Monitoring and Reporting
Scenario
Dr. Salkind from Valley Healthcare asks you to continue the good work you have done for the organization. You briefly tell him about the importance of continuously monitoring, testing, and improving countermeasures. You found that within the first 24 hours of configuring baseline security, you received alerts that malware had been quarantined within an antivirus program, a disabled service has been turned on (likely via malware), and there was notice of a failed attempt to log in captured by the audit log.
Dr. Salkind now has a better understanding of how important Information Systems Security is. He wants an update of your plan of action to get Valley Healthcare compliant with HIPAA Privacy and Security requirements (the clinic also accepts credit cards) and what type of monitoring and reporting you are planning to implement to protect the organization. He also asked if you would research an Acceptable Use Policy (AUP) regarding network and computer usage for the organization.
Tasks
Write a brief report in which you:
- Describe all the potentially problematic security events that occurred in the 24-hour period.

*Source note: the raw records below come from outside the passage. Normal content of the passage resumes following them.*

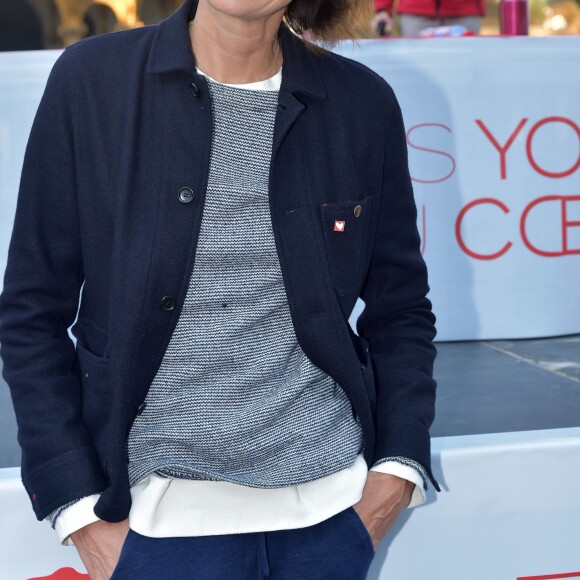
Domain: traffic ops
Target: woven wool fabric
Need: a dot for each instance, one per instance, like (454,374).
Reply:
(235,398)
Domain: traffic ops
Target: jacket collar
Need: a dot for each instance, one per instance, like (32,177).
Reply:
(171,51)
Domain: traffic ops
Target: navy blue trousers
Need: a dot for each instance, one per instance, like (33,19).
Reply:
(338,548)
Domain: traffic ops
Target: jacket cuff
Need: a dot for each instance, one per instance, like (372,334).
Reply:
(400,438)
(75,517)
(402,468)
(63,480)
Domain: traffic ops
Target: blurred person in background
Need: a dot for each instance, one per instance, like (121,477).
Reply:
(202,203)
(416,15)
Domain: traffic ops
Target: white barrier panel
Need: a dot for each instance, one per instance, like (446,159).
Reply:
(495,158)
(510,511)
(494,147)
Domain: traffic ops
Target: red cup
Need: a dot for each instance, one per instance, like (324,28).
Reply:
(513,17)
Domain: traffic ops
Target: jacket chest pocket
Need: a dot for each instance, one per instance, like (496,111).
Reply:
(346,225)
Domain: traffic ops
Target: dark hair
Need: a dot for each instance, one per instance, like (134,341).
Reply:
(328,20)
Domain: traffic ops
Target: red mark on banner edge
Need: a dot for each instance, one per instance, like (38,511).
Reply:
(551,576)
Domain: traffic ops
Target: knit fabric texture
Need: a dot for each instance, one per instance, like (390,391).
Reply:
(235,398)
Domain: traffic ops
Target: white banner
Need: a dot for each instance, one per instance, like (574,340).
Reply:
(509,511)
(494,145)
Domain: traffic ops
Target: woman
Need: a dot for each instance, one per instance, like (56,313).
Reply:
(223,194)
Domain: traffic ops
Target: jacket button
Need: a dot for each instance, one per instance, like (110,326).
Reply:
(168,303)
(186,195)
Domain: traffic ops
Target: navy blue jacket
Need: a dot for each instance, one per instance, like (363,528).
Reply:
(102,215)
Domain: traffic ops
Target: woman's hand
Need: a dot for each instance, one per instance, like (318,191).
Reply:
(384,497)
(99,546)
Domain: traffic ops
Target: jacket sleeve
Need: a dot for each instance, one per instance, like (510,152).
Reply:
(39,303)
(384,5)
(397,320)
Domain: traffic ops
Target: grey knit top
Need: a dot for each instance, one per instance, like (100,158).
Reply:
(235,398)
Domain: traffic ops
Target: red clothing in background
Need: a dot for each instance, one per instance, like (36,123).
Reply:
(434,8)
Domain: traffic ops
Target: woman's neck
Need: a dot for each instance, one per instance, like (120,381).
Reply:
(235,49)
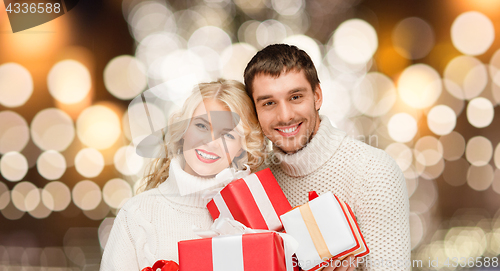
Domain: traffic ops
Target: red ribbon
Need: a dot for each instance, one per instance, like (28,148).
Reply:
(163,265)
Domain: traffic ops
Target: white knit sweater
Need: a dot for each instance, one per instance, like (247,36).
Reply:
(149,225)
(367,178)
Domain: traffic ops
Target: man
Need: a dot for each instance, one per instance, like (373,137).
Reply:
(309,154)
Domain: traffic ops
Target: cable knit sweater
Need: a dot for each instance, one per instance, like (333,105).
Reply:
(367,178)
(150,224)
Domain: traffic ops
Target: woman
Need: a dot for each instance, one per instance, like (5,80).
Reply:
(216,129)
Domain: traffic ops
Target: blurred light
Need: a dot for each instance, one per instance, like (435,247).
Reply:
(104,231)
(479,151)
(126,160)
(139,128)
(98,127)
(495,68)
(156,46)
(234,60)
(411,185)
(86,195)
(116,192)
(69,81)
(11,212)
(149,17)
(355,41)
(51,165)
(480,178)
(251,7)
(496,156)
(14,132)
(25,196)
(419,86)
(125,77)
(270,32)
(416,229)
(13,166)
(434,171)
(53,257)
(99,212)
(56,196)
(287,7)
(413,38)
(402,127)
(40,211)
(180,63)
(441,120)
(495,184)
(4,195)
(248,33)
(16,85)
(424,197)
(465,242)
(401,153)
(307,44)
(428,151)
(472,33)
(211,37)
(339,103)
(455,172)
(453,146)
(52,129)
(465,77)
(89,162)
(480,112)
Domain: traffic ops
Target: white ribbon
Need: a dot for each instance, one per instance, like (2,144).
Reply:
(224,227)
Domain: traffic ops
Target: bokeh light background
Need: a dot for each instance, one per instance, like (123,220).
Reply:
(419,79)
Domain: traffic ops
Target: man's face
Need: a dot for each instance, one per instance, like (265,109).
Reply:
(287,109)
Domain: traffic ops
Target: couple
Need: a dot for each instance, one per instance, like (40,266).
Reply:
(283,97)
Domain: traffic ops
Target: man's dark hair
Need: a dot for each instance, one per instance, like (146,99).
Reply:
(278,58)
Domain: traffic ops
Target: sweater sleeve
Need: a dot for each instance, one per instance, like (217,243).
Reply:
(383,215)
(119,253)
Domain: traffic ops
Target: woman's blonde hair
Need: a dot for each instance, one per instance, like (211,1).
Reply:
(233,95)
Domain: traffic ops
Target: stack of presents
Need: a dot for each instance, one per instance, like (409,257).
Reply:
(255,228)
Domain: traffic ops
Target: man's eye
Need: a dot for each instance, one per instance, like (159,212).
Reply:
(201,126)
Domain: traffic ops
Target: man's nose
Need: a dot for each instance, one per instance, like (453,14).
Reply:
(285,112)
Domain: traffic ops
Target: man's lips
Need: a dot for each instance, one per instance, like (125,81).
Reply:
(288,131)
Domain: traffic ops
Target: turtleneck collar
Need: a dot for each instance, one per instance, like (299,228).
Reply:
(186,189)
(322,146)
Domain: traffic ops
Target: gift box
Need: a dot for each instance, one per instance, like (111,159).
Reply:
(324,231)
(256,200)
(248,252)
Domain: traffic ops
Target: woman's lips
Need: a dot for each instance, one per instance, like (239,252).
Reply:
(212,159)
(289,130)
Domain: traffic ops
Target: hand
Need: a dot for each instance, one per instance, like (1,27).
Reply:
(342,266)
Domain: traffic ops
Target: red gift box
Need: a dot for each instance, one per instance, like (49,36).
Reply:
(248,252)
(257,201)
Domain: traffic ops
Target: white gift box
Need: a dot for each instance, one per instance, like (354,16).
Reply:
(322,229)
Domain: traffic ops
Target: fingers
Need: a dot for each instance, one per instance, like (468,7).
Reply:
(348,264)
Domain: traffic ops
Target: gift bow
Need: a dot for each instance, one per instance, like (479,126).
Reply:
(225,226)
(163,265)
(224,177)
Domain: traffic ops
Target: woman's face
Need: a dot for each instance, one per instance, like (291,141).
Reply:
(210,142)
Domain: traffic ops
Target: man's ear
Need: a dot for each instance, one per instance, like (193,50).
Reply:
(318,98)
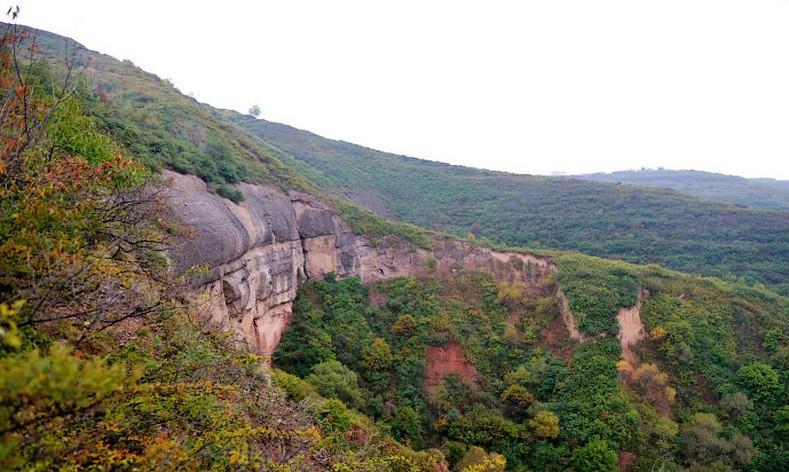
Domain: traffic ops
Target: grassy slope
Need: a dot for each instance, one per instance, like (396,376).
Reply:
(711,328)
(756,193)
(705,332)
(637,224)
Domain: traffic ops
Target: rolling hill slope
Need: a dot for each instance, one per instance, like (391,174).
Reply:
(399,348)
(756,193)
(637,224)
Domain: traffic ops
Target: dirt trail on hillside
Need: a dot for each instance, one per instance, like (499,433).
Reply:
(631,330)
(451,359)
(567,316)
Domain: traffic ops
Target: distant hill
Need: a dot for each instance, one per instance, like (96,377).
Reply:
(756,193)
(635,223)
(164,128)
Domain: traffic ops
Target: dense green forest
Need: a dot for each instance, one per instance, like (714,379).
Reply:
(105,365)
(709,395)
(637,224)
(757,193)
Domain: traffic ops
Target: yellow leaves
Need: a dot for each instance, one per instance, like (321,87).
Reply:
(545,424)
(9,332)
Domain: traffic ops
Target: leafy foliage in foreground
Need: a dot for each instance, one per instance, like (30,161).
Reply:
(531,401)
(101,366)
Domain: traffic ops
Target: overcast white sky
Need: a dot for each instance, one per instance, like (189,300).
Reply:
(529,87)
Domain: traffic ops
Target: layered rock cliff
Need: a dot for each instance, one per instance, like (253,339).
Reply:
(258,252)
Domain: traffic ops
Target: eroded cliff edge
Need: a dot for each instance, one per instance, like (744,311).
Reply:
(258,252)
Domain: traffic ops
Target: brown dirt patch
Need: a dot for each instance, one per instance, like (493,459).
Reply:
(442,361)
(555,338)
(377,298)
(631,331)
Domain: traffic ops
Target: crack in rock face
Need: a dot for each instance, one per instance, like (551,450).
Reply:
(259,251)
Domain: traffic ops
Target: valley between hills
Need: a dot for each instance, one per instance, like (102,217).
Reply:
(189,288)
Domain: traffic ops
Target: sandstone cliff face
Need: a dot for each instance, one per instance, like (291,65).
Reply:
(258,252)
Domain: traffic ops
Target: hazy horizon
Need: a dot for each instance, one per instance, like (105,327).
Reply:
(566,87)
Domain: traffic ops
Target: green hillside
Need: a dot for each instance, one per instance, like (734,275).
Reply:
(637,224)
(756,193)
(538,398)
(105,365)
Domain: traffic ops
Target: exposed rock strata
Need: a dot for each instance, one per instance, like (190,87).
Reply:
(258,252)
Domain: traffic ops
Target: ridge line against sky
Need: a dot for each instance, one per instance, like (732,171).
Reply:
(530,87)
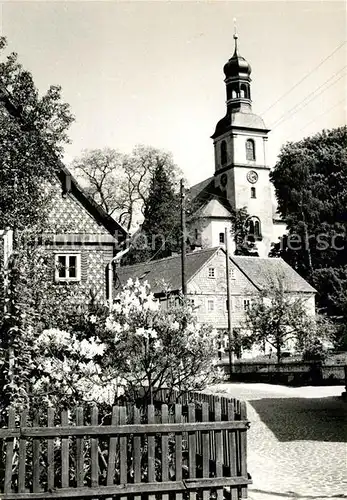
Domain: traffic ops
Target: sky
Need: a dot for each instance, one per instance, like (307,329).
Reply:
(151,72)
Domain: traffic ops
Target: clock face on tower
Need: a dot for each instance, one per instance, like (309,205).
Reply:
(252,176)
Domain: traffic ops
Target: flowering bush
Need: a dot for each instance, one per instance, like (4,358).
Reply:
(130,351)
(155,348)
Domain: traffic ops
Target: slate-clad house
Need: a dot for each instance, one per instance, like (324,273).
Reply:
(84,238)
(206,282)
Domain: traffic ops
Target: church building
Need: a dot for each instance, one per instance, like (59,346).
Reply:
(241,177)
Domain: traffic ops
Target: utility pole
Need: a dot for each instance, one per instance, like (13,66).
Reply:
(183,241)
(227,268)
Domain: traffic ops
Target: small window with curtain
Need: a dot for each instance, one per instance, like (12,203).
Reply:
(67,267)
(250,149)
(210,305)
(223,153)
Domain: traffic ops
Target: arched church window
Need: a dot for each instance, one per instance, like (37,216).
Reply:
(253,226)
(244,91)
(250,149)
(223,152)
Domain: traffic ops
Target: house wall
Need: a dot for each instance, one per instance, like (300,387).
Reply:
(203,288)
(74,229)
(94,260)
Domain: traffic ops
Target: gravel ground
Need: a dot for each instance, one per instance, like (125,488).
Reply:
(297,440)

- Explain what was done (or should be done) to correct the problems encountered.
- Give a brief explanation of the Acceptable Use Policy you found (i.e. type of organization - it doesn't have to be healthcare) and the link to the policy. Provide a brief (1 - 2 paragraphs) explanation of how you would customize the AUP for Valley Healthcare.
Also write a brief statement explaining how your work on this project relates to your responsibility to help the organization achieve its goals of providing Quality Healthcare. Describe at least one additional area of concern or emerging trend related to information systems security that you think warrants the organization's attention in the immediate future.